Murder is the least of the disruptions in Jesse O’Hara’s latest barnstormer.
Giving a presentation at the International Conference on Law Enforcement and Investigation isn’t a first choice for Jesse, a forensic accountant with a “million-dollar brain and ten-cent personality.” But the scenic location is certainly an enticement. So is her growing certainty that her mortal enemy Svetlana Ivashchenko, the ruthless head of Rusgaprom, knows that she’s been staying with her best friend, Salbatore “Sam” Hernandez, and could strike at any moment. So Jesse, Sam, and their partner, computer nerd Gideon Spielberg, take off for Greece, where they’re recruited by Eleftherios Karadimitropoulos, head of Special Projects for the Ministry of Citizen Protection, for a routine job that quickly morphs into another job, then another and another. The escalating stakes will draw Jesse—or Dr.
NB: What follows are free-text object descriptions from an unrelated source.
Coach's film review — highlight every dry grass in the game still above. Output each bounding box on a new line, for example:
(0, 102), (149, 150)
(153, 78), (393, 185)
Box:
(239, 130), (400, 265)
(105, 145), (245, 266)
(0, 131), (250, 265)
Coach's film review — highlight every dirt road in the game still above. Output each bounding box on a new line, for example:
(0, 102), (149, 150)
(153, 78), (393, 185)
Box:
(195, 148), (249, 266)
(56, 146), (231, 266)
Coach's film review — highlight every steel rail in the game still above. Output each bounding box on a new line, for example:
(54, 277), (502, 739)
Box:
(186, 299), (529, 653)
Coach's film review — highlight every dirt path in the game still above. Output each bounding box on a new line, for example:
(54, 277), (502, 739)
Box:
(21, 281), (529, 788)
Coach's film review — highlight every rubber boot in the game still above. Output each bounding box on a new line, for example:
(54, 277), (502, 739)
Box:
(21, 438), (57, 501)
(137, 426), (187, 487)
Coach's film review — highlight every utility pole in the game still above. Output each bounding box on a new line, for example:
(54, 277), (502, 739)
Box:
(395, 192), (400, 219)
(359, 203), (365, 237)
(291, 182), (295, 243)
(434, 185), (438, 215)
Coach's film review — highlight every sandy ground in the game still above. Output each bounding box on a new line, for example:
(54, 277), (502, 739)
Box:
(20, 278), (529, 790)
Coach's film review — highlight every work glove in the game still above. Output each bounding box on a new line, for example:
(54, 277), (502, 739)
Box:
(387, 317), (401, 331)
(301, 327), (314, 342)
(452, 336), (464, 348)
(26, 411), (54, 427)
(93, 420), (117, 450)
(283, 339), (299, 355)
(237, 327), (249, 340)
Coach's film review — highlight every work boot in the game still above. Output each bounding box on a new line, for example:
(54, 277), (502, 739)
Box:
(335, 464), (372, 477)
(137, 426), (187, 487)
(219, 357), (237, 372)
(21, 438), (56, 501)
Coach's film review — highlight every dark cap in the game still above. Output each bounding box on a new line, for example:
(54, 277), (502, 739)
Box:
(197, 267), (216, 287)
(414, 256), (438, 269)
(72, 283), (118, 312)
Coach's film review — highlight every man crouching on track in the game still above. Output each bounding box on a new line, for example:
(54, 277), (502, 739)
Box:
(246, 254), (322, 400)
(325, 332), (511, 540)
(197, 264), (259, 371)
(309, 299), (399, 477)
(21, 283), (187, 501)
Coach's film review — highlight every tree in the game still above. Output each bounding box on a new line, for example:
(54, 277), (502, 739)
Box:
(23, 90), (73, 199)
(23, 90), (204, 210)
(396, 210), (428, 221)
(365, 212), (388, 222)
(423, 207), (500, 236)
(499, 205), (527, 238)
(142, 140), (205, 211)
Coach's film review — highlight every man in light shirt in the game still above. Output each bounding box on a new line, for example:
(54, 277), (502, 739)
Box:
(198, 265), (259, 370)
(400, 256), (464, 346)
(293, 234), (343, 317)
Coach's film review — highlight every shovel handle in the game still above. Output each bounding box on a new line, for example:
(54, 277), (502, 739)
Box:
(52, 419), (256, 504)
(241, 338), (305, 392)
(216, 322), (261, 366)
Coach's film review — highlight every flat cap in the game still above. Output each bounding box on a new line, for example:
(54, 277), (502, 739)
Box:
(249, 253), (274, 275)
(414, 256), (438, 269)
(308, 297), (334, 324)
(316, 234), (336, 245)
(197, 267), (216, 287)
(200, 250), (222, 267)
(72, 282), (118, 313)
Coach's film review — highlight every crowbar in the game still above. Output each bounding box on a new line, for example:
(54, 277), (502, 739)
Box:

O’Hara, as she’s constantly introducing herself—into an uncomfortably extended face-off with Platon, head of the antigovernment group the Megali Titans, who whisks Gideon away, summons Jesse and Sam to his hush-hush retreat, and suavely forces them to break his valued associate Apollo out of a Turkish prison. The biggest treat here is Jesse’s yadda-yadda first-person voice as she reacts with impatience and annoyance but never fear to the bombing of her hotel, the improbable plot to rescue Apollo, the ritualistic juggling of allegiances, and the repeated return from the shadows of Svetlana and Jesse’s own father, whom she’s tuned out ever since his drunk driving killed her mother. So there’s no downtime, just one jolt after another, including a couple of murders, until readers are likely to feel just as overstimulated as the heroine.
Part battle to the death, part tour guide.